Home nursing care
November 16, 2015 at 6:44 pm #91685
So, I’ll be updating this from first-hand experience over some time. My hubs is seriously ill, Stage IV COPD and Stage II lung cancer. He’s lost 40 lbs in 3 months and is so weak, that he can’t swallow completely – making aspirated pneumonia a real risk. He got a feeding tube, a couple of weeks ago because a) he wasn’t eating and b) he wasn’t hungry. We’re also fighting a stubborn case of thrush in his mouth and throat.
In retrospect, we both should’ve known what was going on a long time ago. But of course, he denied it (“it’s just a flesh wound!”) and refused to go to the doctor while all this was still treatable. So my living room is now a hospital treatment area.

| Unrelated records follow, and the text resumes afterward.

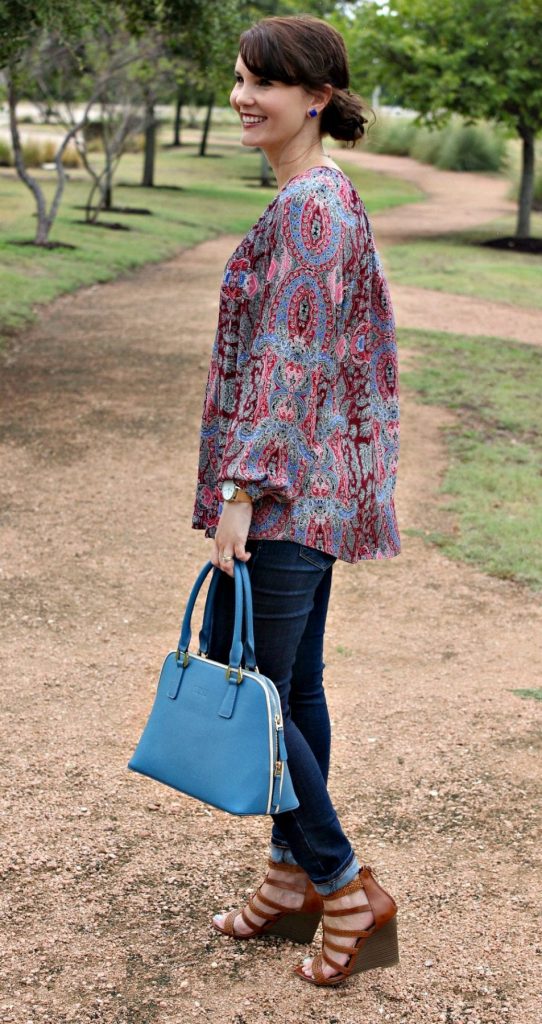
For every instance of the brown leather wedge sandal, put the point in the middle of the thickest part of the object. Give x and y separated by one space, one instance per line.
297 925
376 946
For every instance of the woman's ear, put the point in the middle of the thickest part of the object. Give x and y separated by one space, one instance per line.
321 98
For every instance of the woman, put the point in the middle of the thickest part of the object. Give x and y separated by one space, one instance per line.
298 461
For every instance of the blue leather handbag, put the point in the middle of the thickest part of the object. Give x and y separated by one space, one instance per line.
215 732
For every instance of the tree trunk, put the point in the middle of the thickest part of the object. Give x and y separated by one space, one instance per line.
178 113
44 224
150 143
527 188
265 171
207 126
108 187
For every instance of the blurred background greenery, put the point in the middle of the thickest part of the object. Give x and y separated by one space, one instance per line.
118 147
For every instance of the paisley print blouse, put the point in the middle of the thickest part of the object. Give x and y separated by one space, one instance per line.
301 407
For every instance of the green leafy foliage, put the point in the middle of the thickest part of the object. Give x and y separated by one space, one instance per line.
480 59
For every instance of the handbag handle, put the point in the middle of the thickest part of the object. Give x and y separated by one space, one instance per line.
236 651
205 632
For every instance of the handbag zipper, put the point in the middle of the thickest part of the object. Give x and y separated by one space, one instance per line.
278 762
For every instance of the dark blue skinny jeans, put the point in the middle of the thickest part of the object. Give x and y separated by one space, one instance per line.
291 585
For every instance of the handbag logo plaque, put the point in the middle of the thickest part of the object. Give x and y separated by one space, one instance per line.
215 732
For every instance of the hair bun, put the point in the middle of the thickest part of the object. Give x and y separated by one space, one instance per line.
343 117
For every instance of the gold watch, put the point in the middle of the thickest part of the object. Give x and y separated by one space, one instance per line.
233 493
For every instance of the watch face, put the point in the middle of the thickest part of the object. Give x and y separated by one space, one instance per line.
228 489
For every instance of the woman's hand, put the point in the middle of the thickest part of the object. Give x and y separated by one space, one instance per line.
232 534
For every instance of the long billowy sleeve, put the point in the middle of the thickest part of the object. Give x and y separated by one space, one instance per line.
288 344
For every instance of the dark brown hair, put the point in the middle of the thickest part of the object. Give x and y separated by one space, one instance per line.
303 50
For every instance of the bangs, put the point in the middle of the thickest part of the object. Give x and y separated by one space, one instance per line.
267 56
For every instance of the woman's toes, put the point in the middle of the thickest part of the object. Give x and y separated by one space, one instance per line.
306 967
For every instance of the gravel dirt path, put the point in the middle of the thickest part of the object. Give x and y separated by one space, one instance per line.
455 203
109 881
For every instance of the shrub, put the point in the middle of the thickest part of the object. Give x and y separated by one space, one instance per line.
455 147
471 147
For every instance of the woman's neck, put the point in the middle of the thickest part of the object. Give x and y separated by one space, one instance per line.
287 168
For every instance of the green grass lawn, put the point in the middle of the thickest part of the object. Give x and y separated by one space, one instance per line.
494 478
197 199
455 263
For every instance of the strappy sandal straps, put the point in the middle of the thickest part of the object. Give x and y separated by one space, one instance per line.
375 946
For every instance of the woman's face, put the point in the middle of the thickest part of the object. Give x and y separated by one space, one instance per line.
272 113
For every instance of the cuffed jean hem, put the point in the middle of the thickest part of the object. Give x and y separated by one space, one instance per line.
282 854
347 875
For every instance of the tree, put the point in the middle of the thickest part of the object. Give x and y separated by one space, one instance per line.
22 28
480 59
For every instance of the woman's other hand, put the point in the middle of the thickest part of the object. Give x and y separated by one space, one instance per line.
232 534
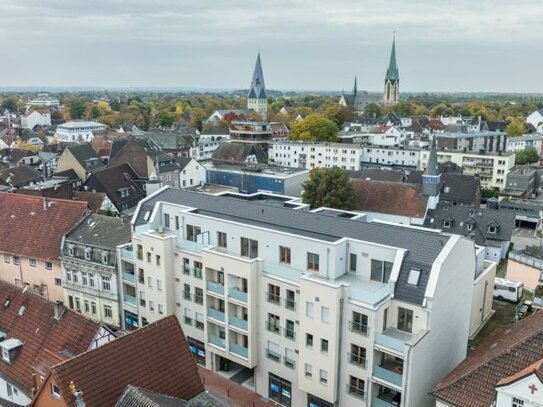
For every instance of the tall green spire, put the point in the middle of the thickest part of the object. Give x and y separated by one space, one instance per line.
392 71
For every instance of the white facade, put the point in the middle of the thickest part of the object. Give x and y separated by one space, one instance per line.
330 333
78 131
36 118
313 155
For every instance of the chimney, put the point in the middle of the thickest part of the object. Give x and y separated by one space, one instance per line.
59 310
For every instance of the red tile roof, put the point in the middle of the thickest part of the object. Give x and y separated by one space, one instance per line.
46 341
155 357
30 230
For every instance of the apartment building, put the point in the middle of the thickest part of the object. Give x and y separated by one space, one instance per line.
311 155
325 308
491 168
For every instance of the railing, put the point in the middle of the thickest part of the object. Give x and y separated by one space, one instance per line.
237 294
215 314
239 350
238 322
215 287
215 340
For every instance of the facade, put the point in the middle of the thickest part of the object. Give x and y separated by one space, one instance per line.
297 154
89 267
327 310
492 169
77 132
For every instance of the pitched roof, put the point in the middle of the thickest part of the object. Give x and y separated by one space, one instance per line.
46 340
390 197
164 364
33 226
504 353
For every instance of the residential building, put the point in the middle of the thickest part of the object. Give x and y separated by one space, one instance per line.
35 335
36 118
326 308
503 371
298 154
163 365
30 239
491 168
89 267
78 131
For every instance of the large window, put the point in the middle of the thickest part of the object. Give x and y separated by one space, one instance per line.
249 248
405 320
280 390
380 270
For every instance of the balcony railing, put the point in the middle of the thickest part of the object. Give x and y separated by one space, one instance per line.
238 322
237 294
215 314
215 287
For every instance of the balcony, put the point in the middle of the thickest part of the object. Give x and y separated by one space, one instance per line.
237 294
215 314
238 322
215 287
239 350
217 341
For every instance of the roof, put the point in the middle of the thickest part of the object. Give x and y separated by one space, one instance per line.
39 224
506 352
164 364
422 246
394 198
461 217
102 231
45 340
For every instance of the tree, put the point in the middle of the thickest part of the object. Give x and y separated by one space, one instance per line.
528 156
329 187
314 127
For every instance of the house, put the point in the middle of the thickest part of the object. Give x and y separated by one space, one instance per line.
30 239
503 371
35 335
163 365
89 264
80 158
121 185
489 228
191 172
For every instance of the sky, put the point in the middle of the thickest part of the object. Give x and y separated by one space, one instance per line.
442 45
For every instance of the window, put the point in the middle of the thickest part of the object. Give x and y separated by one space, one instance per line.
309 340
405 319
309 309
324 345
325 314
222 239
414 276
284 254
380 271
312 261
249 248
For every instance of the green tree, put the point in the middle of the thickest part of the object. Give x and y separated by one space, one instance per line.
314 127
329 187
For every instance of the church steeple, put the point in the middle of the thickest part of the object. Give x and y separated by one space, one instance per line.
256 98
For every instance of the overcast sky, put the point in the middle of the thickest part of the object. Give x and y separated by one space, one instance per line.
442 45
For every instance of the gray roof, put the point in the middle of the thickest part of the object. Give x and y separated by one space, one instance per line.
100 231
422 246
460 217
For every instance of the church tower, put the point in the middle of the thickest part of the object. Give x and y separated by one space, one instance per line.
392 80
256 99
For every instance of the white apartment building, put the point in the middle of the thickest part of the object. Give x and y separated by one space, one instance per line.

This is for longer term convalescence nursing; not so much the first aid/trauma style. You guys probably have that covered pretty well already.
But there are lots of other things required for other circumstances. Feel free to post your tips and experience too.
November 16, 2015 at 9:28 pm #91686RobertParticipant
Prayers your way. It’s hard to see people go down hill quickly. My pops went from over 2 bills down to 142 when he died. Being the closest son and the only one in the family with an inkling of medical knowledge, I did a lot of home nursing stuff with him over the last couple years.
It is definitely different from trauma care type medicine, but it’s something we need to plan on/for also.
Their will be a lot of long term care involved with many of the injuries we consider as survivalists. Regular chores like properly cleaning wounds, bandaging, etc. also really eat up supplies. Most of us look at a box of 100 4x4s and think that’s plenty. You’ll go through that in no time.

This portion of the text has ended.